From 7d2ef728e6820441f8c4e591789f217a9c56957b Mon Sep 17 00:00:00 2001
From: Debanjum Singh Solanky <debanjum@gmail.com>
Date: Fri, 12 Apr 2024 02:49:39 +0530
Subject: [PATCH] Fix identifying pdf files on server

Introduced bug in previous commit that would stop indexing PDF files
as trying to check content_group instead of mime_type is application/pdf
---
 src/khoj/utils/helpers.py | 10 ++++++----
 1 file changed, 6 insertions(+), 4 deletions(-)

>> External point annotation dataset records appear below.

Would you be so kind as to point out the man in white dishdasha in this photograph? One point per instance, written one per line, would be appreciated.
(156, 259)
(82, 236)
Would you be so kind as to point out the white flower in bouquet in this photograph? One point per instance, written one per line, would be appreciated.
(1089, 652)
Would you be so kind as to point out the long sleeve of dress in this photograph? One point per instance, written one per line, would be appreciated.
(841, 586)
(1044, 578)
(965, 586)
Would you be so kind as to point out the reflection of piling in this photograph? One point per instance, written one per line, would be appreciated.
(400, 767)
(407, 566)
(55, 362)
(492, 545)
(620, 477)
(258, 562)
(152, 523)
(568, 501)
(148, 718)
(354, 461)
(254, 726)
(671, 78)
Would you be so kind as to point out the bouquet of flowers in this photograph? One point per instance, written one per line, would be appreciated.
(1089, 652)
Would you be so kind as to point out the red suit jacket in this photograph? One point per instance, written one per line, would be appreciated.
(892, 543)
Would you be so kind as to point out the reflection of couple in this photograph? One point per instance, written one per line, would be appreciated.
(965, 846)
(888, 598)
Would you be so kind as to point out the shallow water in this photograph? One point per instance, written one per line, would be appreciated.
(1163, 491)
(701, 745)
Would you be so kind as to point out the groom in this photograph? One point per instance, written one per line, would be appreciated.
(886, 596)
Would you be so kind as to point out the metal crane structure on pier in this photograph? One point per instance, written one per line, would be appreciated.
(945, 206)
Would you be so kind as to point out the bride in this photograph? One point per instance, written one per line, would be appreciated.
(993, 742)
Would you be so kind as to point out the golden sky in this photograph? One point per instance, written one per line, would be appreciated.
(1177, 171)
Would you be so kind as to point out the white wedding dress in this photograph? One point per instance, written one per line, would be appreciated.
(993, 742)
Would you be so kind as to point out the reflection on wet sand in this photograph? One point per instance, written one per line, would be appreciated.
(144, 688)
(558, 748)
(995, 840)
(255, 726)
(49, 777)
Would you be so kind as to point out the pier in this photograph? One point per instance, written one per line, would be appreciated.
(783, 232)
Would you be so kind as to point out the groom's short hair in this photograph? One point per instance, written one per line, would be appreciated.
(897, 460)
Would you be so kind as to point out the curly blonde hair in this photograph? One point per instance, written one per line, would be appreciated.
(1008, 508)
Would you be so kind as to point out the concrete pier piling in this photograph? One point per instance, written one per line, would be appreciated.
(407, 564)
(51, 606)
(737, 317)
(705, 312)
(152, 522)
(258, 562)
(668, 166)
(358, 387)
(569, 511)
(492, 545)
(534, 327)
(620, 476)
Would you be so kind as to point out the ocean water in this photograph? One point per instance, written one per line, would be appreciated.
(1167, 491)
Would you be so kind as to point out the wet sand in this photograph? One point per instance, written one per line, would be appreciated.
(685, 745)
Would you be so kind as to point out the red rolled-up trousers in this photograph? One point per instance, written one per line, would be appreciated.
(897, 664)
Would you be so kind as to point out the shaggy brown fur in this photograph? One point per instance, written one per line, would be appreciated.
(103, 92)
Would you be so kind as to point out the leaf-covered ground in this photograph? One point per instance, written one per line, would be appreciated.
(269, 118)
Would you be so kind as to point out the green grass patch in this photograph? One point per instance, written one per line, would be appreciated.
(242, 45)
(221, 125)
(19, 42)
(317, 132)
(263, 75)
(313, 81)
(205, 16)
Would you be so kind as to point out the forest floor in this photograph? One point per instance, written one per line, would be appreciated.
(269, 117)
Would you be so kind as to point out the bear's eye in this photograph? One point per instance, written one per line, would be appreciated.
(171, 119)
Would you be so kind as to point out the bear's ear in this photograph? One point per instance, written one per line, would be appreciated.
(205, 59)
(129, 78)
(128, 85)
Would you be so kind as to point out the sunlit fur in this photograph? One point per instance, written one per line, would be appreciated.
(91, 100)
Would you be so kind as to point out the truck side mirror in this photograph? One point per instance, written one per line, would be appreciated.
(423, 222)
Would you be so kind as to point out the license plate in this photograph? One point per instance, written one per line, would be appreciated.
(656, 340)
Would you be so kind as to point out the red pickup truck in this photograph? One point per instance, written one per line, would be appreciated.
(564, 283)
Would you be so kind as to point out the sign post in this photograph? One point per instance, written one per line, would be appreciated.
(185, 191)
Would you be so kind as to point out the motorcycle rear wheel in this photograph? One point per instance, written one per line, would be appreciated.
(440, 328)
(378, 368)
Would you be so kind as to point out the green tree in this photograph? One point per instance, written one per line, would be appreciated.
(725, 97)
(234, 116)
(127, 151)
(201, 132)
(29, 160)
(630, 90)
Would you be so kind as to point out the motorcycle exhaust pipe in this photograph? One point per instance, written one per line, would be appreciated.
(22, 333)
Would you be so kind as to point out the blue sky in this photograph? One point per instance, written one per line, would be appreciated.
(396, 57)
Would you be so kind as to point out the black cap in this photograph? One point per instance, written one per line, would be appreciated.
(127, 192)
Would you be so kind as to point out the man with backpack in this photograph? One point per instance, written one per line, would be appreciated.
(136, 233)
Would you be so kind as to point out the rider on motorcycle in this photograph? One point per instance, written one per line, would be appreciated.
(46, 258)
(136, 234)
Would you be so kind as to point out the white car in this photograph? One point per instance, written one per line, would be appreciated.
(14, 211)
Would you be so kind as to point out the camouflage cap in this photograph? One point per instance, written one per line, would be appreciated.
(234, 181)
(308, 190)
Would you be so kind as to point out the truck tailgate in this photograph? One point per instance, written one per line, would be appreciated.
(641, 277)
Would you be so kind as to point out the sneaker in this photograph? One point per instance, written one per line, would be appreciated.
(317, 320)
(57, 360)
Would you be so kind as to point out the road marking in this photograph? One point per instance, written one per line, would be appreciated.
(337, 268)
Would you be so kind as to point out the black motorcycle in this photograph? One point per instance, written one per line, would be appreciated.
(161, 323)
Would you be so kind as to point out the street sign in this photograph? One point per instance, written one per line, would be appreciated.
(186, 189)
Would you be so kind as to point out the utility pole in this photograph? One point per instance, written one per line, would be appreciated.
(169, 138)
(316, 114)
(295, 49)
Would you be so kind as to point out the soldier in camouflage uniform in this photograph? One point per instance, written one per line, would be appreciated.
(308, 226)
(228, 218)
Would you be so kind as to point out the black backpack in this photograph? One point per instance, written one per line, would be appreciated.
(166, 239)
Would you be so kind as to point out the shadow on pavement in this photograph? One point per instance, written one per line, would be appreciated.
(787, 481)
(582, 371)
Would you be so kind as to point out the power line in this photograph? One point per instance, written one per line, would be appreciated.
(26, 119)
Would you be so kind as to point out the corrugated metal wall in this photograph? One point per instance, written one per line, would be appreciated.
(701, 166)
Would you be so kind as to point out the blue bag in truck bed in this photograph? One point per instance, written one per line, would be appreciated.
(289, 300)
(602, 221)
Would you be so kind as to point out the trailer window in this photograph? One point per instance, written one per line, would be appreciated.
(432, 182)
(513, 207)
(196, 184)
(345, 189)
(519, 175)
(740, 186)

diff --git a/src/khoj/utils/helpers.py b/src/khoj/utils/helpers.py
index ada828b3..d14ef62e 100644
--- a/src/khoj/utils/helpers.py
+++ b/src/khoj/utils/helpers.py
@@ -102,14 +102,16 @@ def get_file_type(file_type: str, file_content: bytes) -> tuple[str, str]:
 
     # Infer content type from reading file content
     try:
-        content_type = magika.identify_bytes(file_content).output.group
+        content_identity = magika.identify_bytes(file_content).output
+        content_type = content_identity.mime_type
+        content_group = content_identity.group
     except Exception:
         # Fallback to using just file type if content type cannot be inferred
         content_type = file_type
 
-    if file_type in ["text/markdown"] and content_type in ["code", "text"]:
+    if file_type in ["text/markdown"] and content_group in ["code", "text"]:
         return "markdown", encoding
-    elif file_type in ["text/org"] and content_type in ["code", "text"]:
+    elif file_type in ["text/org"] and content_group in ["code", "text"]:
         return "org", encoding
     elif file_type in ["application/pdf"] and content_type == "application/pdf":
         return "pdf", encoding
@@ -117,7 +119,7 @@ def get_file_type(file_type: str, file_content: bytes) -> tuple[str, str]:
         return "jpeg", encoding
     elif file_type in ["image/png"] and content_type == "image/png":
         return "png", encoding
-    elif content_type in ["code", "text"]:
+    elif content_group in ["code", "text"]:
         return "plaintext", encoding
     else:
         return "other", encoding